Middle schools now offering electives, PE after flouting state standards
Jeremy M. Lazarus | 9/13/2019, 6 a.m.
After five years of parental lobbying, middle schools in Richmond appear to be on track with offering an array of elective courses that meet state requirements.
According to Superintendent Jason Kamras’ administration, Richmond Public Schools is providing all middle school students this school year with an opportunity to take four elective courses in addition to courses in the four core academic areas.
In addition, RPS is enabling each middle school student to have 150 minutes a week of physical activity, a requirement that was not met last year when the requirement went into effect.
Dr. Tracy Epp, the school system’s chief academic officer, promised the Richmond School Board on Aug. 19 that those changes would happen amid preparations for the start of the 2019-20 school year. And RPS Chief of Staff Michelle Hudacsko stated last week that the promise is being kept.
At the August meeting, Dr. Epp told the School Board that the middle school program would “be in compliance with all requirements.” She did not offer any specifics on the electives or the curricula that would guide the courses, including offerings in Algebra I, geometry, Earth science, Spanish I and Art I that she said would be available at each middle school.
Betsy Milburn, an activist parent who has worked with others since 2014 to lobby RPS for upgraded electives, said information she has received suggests that “the promise is not being kept,” although she provided no specifics.

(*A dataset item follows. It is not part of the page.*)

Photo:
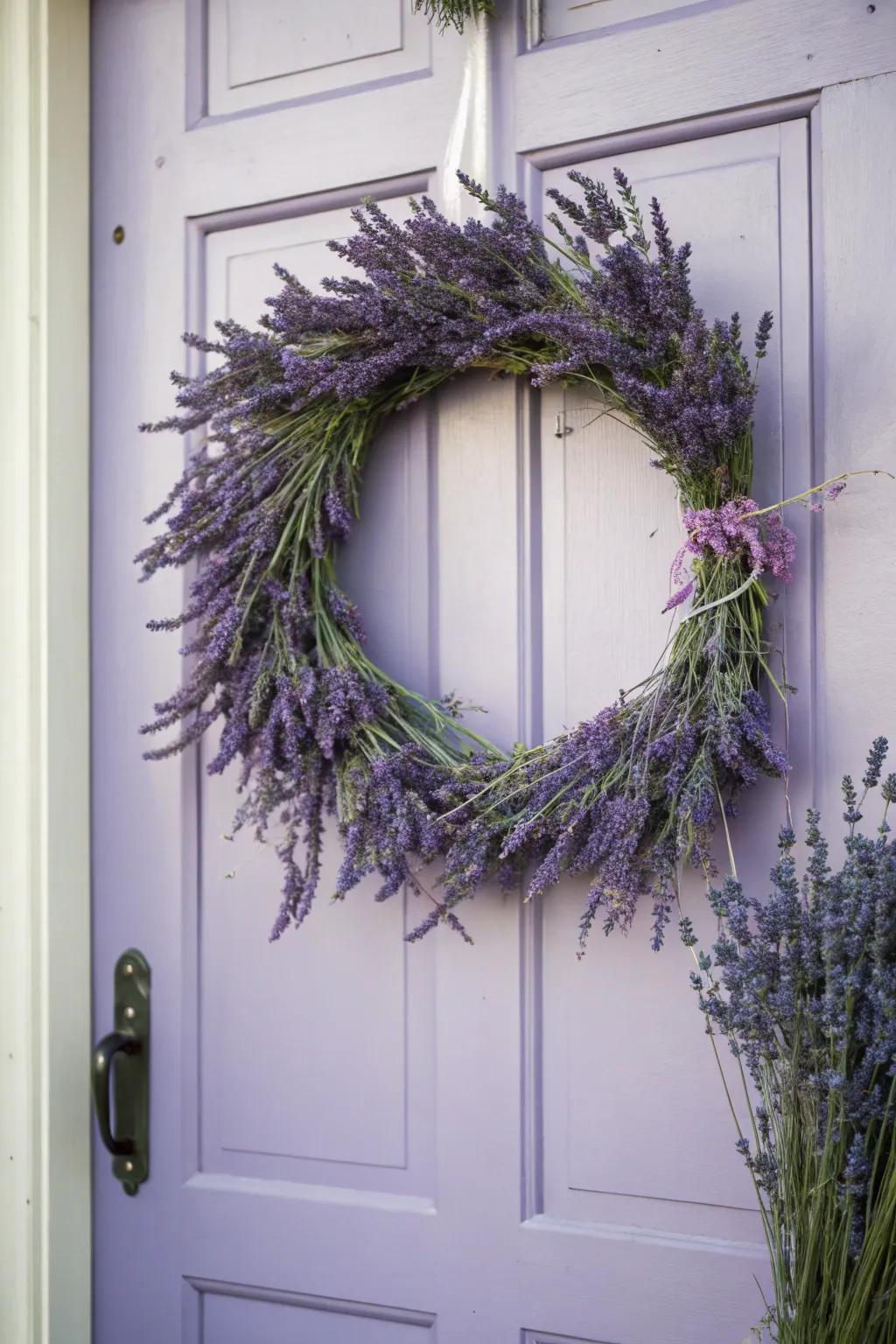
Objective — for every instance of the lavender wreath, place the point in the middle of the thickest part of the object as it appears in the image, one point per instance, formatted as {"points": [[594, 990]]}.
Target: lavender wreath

Another parent, who asked not to be named, said the “electives are a bit messed up.” She noted that an elective Spanish class has been extended through a study hall to provide enough time to qualify for high school credit.
RPS and individual schools do not post class schedules, making it virtually impossible to independently verify whether electives are being offered.
Electives involve courses in foreign languages art, music, dance, career and other programs. They are in addition to the 560 hours a year that each student must complete in the four core subjects — English, math, science and history and/or social studies.
School Board member Kenya Gibson, 3rd District, remains disappointed that Dr. Epp and her staff failed to accompany the promise with concrete information on what “each (elective) course would cover and which classes would fulfill requirements for high school credit.”
Ms. Gibson said such information should be easily available to every student in middle school “during the course selection process” before the school year begins. She also is disappointed with the lack of course guides, as were made available for high school classes this year.
Dr. Epp said the middle school guides would be ready for the next school year.
RPS failed to provide at least four elective courses during the 2018-19 school year to stu- dents in grades six through eight as required by the state, according to the Virginia Department of Education.
RPS also failed to offer the minimum level of physical activity — 150 minutes a week — that the General Assembly has mandated, VDOE indicated.